Is the "bigger, better, more at any cost" lifestyle
of capitalism more humane than socialism? In America our lifestyle
is obtained off the backs of so many around the world. We have
to ask ourselves: Is it it worth it to drive an urban attack vehicle
that guzzles precious resources and belches toxic waste?
I hope the trade and travel embargo is lifted from Cuba soon.

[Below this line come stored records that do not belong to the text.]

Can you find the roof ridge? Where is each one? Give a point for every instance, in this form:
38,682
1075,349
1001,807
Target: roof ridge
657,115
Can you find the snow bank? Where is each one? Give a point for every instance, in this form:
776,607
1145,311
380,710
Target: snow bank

Cubans suffer from having to import medical supplies and other
goods from China and Europe, and we suffer from being deprived
of the opportunity to travel to a beautiful country where the
people are welcoming and generous with the little that they do
have.
But with the notice that Fidel Castro is retiring after surviving
over 600 CIA assassination attempts, even Democratic hopefuls
parroted the corporate party line and there is slim chance of
a lifting of the US imposted embargo.
Since the USA has a detention facility on Cuban soil - where
we torture and hold humans in adverse conditions without the basic
human right of due process under the law - how can we condemn
Cuba for human rights violations?
After the fall of the Soviet Bloc, Cuba is learning to form positive
alliances with other countries in South America and I would challenge
our leaders to consider doing the same. Using our military to
spread corporate colonialism throughout Latin America has led
to the growth of populist governments (Venezuela and Bolivia for
example), and instead of trying to undermine these governments,
we should work with them to prove that we care more about humane
democracy and less about supporting oppressive governments.
We need an "open-armed policy" with our neighbors in
this hemisphere, not an "armed and dangerous" persona.
America is certainly perceived as a bully all over the world but
in the case of Cuba, it could not be more exemplified.
The US talking tough on Cuba is like a lion roaring at a mouse.
Reaching across the channel with fair trade and open arms will
go farther towards Cuba becoming more free and democratic than
strengthening embargoes that hurt families and only strengthen
anti-democracy and anti-American sentiments.